Cole Hamels Is Back In Top Form
You wouldn’t know it by his 5-13 record, but Cole Hamels has been nothing short of dominant since the calendar turned from June to July. Over his last eight starts, the lefty has compiled a 1.98 ERA in 59 innings, the tenth-best ERA in that timespan among all Major League starters (fourth among NL SP). He lowered his overall ERA to 3.65, a respectable number considering it was teetering on 5.00 at the end of May.
There hasn’t been one overwhelming change that has led to Hamels’ recent hot streak; rather, it has been a combination of small improvements that collectively added up into the top-tier starting pitcher the Phillies signed to a six-year, $144 million contract extension on July 25 last year. Unfortunately, the changes don’t lend themselves to terribly in-depth analysis, so this will be quick to get through.
- Fewer walks: In Hamels’ first 17 starts, he walked 7.3 percent of batters and threw only 48.5 percent of pitches in the strike zone. In his most recent eight starts, Hamels has cut his walk rate down to 3.5 percent and tossed 53.3 percent of pitches in the zone.
- Fewer home runs: Hamels surrendered 13 home runs over his first 17 starts, but just three over his last eight. On a per-flyball basis, 11.1 percent of fly balls were home runs before, and only 4.5 percent after.

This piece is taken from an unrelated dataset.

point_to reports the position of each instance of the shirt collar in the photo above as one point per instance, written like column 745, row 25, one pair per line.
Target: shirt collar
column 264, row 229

- BABIP: There has been a 21-point drop in BABIP from .310 to .289. How much of that is improved luck and how much is due to better pitching is debatable. Nevertheless, it is a small but noticeable difference that has helped improve his numbers.
All of the other telltale signs of success have actually gone in the other direction or haven’t changed at all. He is getting slightly fewer strikeouts and swings-and-misses overall; his velocity has declined; and he has been locating more pitches over the middle of the plate. There have been no meaningful changes in pitch selection, nor has there been any change in his batted ball distribution.
Just by eyeballing his game logs, his season really started to turn around with his May 20 start against the Marlins. To that point, Hamels had struck out more than six batters in a game just twice in nine starts and he walked three or more batters in four of nine starts. Additionally, nine of the 16 home runs he allowed this season occurred in his first nine starts. Since then, he has struck out more than six batters in eight of 16 starts and walked fewer than three in 14 of 16.
Any way you slice it, Hamels has for a while been elite, it just wasn’t that obvious by traditional metrics. His 3.69 xFIP on the season is around his pre-2010 levels and if he continues to pitch well, he will find himself putting up the same numbers we got so comfortable with over the previous three seasons.